Pulmonary Development and Lung Disease


Scientists in this area focus on pulmonary diseases of infancy and childhood and on pulmonary hypertension and fibrosis in adults.

Developmental biologists work to understand how highly branched airways form in intimate association with blood vessels to permit gas exchange. Together with physician-scientists, they also examine how the specialized cells lining the airway differentiate and become able to make the specialized substances that allow the lung to easily inflate and fend off infection.
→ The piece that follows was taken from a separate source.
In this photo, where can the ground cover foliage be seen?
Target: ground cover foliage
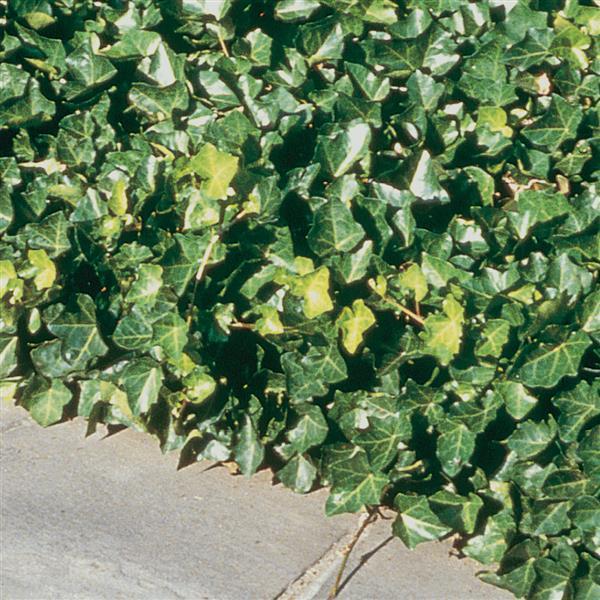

Basic scientists collaborate with neonatologists caring for premature infants who have stiff or vulnerable lungs resulting from the lack of one of these substances. This research continues the extraordinary contributions of the CVRI investigators who developed surfactant therapy.

Recent evidence suggests that some pathological remodeling in pulmonary fibrosis and pulmonary hypertension (diseases compromising the function of the lung and heart that usually manifest in adults) arises through processes related to those involved in the normal formation of heart and blood vessels in the embryo. Collaboration between developmental biologists and physicians working to understand these diseases will now be possible.

Understanding of adult lung diseases is also a major thrust. Basic and clinical researchers work closely to understand the molecular and cellular mechanisms of lung inflammation, mucus production, and vascular and airway tone and remodeling and how these processes go awry in adult respiratory distress syndrome, asthma, COPD, and pulmonary hypertension.